Three Tachikoma survive the mandatory decommissioning, (one blue, calling itself "Batou's Personal Tachikoma", and two others, repainted yellow and silver) and prove their worth when they abandon their new civilian jobs to save their imperiled comrades, without explicit orders to do so. The silver Tachikoma is destroyed on sight after it rescues Batou from attack by an Armed Suit, a bipedal power-actuated armored exoskeleton. The blue and yellow Tachikoma combine their efforts to save him, and conduct a desperate and ultimately suicidal attack against the Umibozu, while Batou watches from a nearby terrace with a stricken look on his face. This selfless act is the last thing they ever do. Those sent to the lab for structural analysis were restored from backups, their AI given a slew of upgrades and loaded into a new fleet, which appears in the second season.

===S.A.C. 2nd GIG===
In the second season, S.A.C. 2nd GIG, the enforced synchronizations among Tachikomas are limited to essential data only. Motoko Kusanagi allows them to maintain their own personality after the events in the first season. They can still share information and sensation via synchronization should they choose to. The Tachikomas are also outfitted to perform complex networking tasks including net-diving to aid Section 9. Several episodes featured the Tachikomas operating in the net using a representational avatar, instead of their map symbol of a triangle in a circle. It is indicated that while operating within the net, they could not inhabit their physical units.

It is hinted that Tachikoma units developed ghosts. During the finale of 2nd GIG, while ordered to create a repository in cyberspace for the memories (and hopefully, ghosts) of all refugees of Dejima, they secured instead their own memories within the netspace and sacrificed their AI satellite to prevent a nuclear explosion. A fellow AI, the bioroid Proto, saw this and announced to the viewers that Tachikomas do indeed have ghosts.

===Solid State Society===
During the early portion of the film Solid State Society, the Uchikomas are seen being used by Section 9 in a way similar to the way the un-learned Tachikomas had been used. It was revealed that the engineers at Section 9 failed to reproduce the phenomenon whereby the AI develops an advanced state of self-awareness. However, the reappearance of the Major also brings the return of the Tachikomas. Initially they are seen in their cyberspace avatar forms, sporting different decals and individual names such as Max, Musashi, Loki, and Conan (names directly lifted from the Major's AI partners in the Man-Machine Interface manga). Eventually they are reintroduced to physical bodies, and rejoin Section 9 as full members.

===Tachikomatic Days===
Tachikomatic Days (タチコマな日々, Tachikoma na Hibi), also known as Tachikoma Specials or Tachikoma Days, are a series of shorts attached to the end of every episode of Ghost in the Shell: Stand Alone Complex. Each short takes features the antics of the Tachikoma think tanks of Section 9 and involves plot points from the episodes. Ghost in the Shell: S.A.C. 2nd GIG also has Tachikomatic Days at the end of each episode and most of the DVD and iTunes releases of both series.

Tachikomatic Days did not air on Cartoon Network's Adult Swim broadcast of Stand Alone Complex and 2nd GIG. However, they are shown on Adult Swim's free webcast programming service Adult Swim Video.

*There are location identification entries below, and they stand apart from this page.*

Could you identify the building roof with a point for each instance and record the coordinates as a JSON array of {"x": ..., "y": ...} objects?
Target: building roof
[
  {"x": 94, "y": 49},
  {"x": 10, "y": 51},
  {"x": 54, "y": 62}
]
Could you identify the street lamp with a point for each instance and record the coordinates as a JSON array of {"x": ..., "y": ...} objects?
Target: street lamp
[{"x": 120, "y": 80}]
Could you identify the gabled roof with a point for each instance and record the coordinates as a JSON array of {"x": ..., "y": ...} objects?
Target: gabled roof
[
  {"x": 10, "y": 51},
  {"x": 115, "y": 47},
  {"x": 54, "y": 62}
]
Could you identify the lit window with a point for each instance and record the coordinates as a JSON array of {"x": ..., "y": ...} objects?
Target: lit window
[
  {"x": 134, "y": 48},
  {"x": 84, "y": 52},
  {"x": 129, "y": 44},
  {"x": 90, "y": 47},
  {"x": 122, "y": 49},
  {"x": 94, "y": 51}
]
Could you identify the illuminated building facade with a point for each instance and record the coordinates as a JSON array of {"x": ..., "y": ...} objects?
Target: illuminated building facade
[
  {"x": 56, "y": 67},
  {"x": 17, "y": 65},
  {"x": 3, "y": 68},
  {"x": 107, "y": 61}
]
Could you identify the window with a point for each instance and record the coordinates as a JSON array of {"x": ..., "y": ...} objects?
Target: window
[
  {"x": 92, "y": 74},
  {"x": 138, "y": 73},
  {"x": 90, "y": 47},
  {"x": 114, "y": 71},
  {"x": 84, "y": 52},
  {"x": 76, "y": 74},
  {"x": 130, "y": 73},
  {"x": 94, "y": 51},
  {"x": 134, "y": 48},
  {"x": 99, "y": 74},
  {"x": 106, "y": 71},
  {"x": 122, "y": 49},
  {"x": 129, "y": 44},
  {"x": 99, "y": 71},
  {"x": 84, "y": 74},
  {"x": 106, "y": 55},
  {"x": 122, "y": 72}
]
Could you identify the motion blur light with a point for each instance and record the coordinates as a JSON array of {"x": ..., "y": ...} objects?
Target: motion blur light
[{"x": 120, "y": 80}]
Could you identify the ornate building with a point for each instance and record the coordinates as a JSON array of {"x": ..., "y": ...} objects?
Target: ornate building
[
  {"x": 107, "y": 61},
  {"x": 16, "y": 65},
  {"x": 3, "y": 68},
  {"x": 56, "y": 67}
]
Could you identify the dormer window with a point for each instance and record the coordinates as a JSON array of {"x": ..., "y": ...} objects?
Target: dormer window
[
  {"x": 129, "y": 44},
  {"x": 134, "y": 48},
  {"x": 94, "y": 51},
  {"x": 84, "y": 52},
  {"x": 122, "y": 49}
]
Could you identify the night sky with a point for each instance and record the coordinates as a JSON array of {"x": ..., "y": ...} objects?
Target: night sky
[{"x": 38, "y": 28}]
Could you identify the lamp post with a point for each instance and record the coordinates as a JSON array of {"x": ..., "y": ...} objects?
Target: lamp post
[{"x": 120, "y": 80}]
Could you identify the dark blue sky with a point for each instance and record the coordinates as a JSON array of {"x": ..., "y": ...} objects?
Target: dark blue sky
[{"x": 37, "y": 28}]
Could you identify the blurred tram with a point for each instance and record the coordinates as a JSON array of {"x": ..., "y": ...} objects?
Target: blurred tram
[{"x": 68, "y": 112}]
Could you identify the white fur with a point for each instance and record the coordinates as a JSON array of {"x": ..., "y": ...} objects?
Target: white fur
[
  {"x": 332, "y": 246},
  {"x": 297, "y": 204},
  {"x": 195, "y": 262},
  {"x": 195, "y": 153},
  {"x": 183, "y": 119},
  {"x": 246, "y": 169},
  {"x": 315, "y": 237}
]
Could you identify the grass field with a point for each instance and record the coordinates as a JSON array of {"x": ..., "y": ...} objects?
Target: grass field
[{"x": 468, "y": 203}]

On Australia's Cartoon Network's Adult Swim, the Tachikomatic Days shorts are broadcast with each episode. The UK's AnimeCentral broadcasts Tachikoma Days with each episode.

==Merchandise==

Numerous Tachikoma merchandise items have been released by various companies, including a 1/24-scale plastic model kit released by Wave in December 2005, and a 1/35-scale model produced by Kotobukiya in 2014.